Yeast growth is monitored over several days. A multi-step screen finally identifies yeast strains which grow on media containing minimal potassium concentration and therefore must be functionally expressing a plant potassium channel gene.

A yeast like this will grow, divide and form a colony of several million cells. Growing colonies are isolated and incubated for two to three days in a temperature-controlled chamber.

At the end of the screen, each yeast colony or each clone carries a functional potassium channel gene.

For the following sequence analysis, a large quantity of plasmids is required, so single colonies are transferred from agar plates into liquid culture. To further increase the plasmid yield, an intermediate step is included in which the plasmids are transferred to Escherichia coli.

In the presence of an optimal nutrient supply, the E. coli clone grows in a shaking incubator to produce a dense cell suspension, a basic requirement for the isolation of potassium channel containing plasmids.

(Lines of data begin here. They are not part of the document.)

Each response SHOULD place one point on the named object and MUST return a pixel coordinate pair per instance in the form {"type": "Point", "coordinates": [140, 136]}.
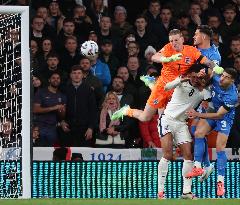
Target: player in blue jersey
{"type": "Point", "coordinates": [224, 98]}
{"type": "Point", "coordinates": [202, 40]}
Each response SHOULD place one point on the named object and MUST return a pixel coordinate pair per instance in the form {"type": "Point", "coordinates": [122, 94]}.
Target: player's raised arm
{"type": "Point", "coordinates": [160, 58]}
{"type": "Point", "coordinates": [213, 67]}
{"type": "Point", "coordinates": [215, 116]}
{"type": "Point", "coordinates": [178, 81]}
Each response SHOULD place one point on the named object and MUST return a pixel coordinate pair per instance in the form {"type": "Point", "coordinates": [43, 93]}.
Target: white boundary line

The sequence of the potassium channel gene is based on the chain termination method developed by Sanger.

Each of the previously performed sequencing reactions is terminated by a modified form of the bases A, C, G or T. The resulting mixture of different length DNA is now applied to a high-resolution polyacrylamide gel in an automatic sequencer.

In the sequencer, the fluorescently labeled DNA fragments, which differ in length by just a single nucleotide, are separated. A laser scans the gel and detects the fluorescently labeled DNA fragments to determine the sequence of nucleic acids in the potassium channel gene.

The computer assembles the overlapping DNA sequences and unravels the primary structure of the potassium channel gene. The pattern recognized by the laser is digitized by the computer, making it possible to determine the sequence of the bases automatically.

In one scan, the series of bases in the first four A, C, G and T lanes is monitored.

With each new sequencing reaction, the nucleotide chain of the potassium channel gene continuously increases. Eventually, the complete sequence is known. The molecular structure of the channel gene is now identified.

The potassium channel gene was isolated from guard cell mRNA and identified using a yeast complementation assay. It is expressed in the nucleus of the guard cell. After transcription, mRNA is shuttled into the cytosol.

Here, at the ER, ribosomes translate the ribonucleic acid sequence into an amino acid chain. The subunits of the potassium channel are assembled and incorporated into the plasma membrane.

A guard cell is then able to take up potassium ions to regulate guard cell volume and stomatal movement. This process is the result of changes in channel activity and density. In this way, the activity of potassium channel genes and other cell-specific genes

controls plant movement, growth and differentiation, as well as adaptations to changes in their environment. Following the identification of the structure of plant genes, study of the molecular mechanisms regulating these diverse processes is possible.

Modern plant physiology will have a major impact.